Although I did not fully understand how the rice cooker controlled its temperature, I knew that it contained a heating element I could use. I opened up the rice cooker and removed all the electrical wiring since I would need much more finite temperature controls. In disassembling the rice cooker, I found that the heating element had two connection terminals. As long as power ran through a completed circuit, it would convert the energy to heat.
For the electrical controls, I pulled out the Arduino I had used in college for my capstone project. I knew how to program it, but I also knew that it could not output enough power to heat the cooker on its own. I would need to use power from a standard wall outlet.
On the Arduino side, I had to program several functions.
- Measure the temperature of the water
- Display the measured temperature and elapsed time
- Control the wall outlet circuit
These functions required additional research into electronic hardware. For temperature measurement, I discovered a type of resistor called a thermistor whose resistance value varied based on its temperature. Using that, I was able to compare the input and output voltage to find the effective resistance of the thermistor to convert to a temperature value.
To display the temperature and time, I bought a simple LCD screen. The back has a set of pins that map to various functions. Luckily, Arduinos provide a library for some types of LCDs, so I only needed to concern myself with the information being displayed and not the underlying program to get the screen to work.
For the wall circuit, I found another piece of equipment called a relay. Using the Arduino, I could complete or the break the circuit with the heating element as necessary. Using the feedback from the thermistor, the relay would cut the power when the temperature was too high and turn it back on when it was too low.

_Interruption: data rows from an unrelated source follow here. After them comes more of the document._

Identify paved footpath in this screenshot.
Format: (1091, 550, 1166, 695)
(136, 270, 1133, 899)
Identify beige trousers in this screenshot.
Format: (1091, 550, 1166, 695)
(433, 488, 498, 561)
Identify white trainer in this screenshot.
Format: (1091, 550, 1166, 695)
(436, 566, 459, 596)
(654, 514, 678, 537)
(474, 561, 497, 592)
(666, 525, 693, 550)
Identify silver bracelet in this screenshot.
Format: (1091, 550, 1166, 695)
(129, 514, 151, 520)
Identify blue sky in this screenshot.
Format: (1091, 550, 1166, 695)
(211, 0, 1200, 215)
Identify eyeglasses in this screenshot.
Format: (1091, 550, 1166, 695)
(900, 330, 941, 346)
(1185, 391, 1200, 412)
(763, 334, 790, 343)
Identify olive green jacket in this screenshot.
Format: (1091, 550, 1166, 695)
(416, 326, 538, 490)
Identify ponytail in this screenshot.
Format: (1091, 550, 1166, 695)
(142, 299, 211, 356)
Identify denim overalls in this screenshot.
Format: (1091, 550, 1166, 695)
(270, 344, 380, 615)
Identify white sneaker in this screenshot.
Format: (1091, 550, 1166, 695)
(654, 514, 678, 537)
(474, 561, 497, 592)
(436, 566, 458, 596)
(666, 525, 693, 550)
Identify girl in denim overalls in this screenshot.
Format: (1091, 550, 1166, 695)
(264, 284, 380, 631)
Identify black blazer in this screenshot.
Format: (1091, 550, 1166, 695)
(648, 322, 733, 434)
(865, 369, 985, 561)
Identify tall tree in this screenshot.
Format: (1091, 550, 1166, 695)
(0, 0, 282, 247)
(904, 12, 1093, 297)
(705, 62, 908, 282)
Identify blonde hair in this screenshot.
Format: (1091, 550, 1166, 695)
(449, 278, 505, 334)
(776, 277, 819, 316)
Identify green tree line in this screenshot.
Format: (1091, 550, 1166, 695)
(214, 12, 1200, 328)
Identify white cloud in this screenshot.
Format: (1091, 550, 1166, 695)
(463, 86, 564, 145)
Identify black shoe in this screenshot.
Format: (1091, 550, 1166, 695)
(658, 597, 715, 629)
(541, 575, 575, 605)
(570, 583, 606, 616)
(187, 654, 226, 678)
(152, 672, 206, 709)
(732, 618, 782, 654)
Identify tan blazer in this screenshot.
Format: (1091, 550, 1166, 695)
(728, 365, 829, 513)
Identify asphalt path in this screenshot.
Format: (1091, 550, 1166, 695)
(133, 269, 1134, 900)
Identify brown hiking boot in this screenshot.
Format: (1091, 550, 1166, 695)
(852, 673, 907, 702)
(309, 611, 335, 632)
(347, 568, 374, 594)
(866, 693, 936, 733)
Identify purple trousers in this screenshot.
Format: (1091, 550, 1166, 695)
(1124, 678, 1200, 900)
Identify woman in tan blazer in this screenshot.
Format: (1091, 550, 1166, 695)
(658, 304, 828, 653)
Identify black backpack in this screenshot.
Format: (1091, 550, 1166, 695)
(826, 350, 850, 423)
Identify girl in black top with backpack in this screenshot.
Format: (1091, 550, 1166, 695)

Putting all of these functions together, the sous vide cooker was able to not only hold the water at the specified temperature, but was also able to cook delicious food. It was an amazing personal project that taught me a great deal about electronics.
If I were to continue this project in the future, I would like to add the logic and hardware to set the temperature, which I used to manually update in the program as needed. It would also be nice to expand my electronics experience by making a custom PCB.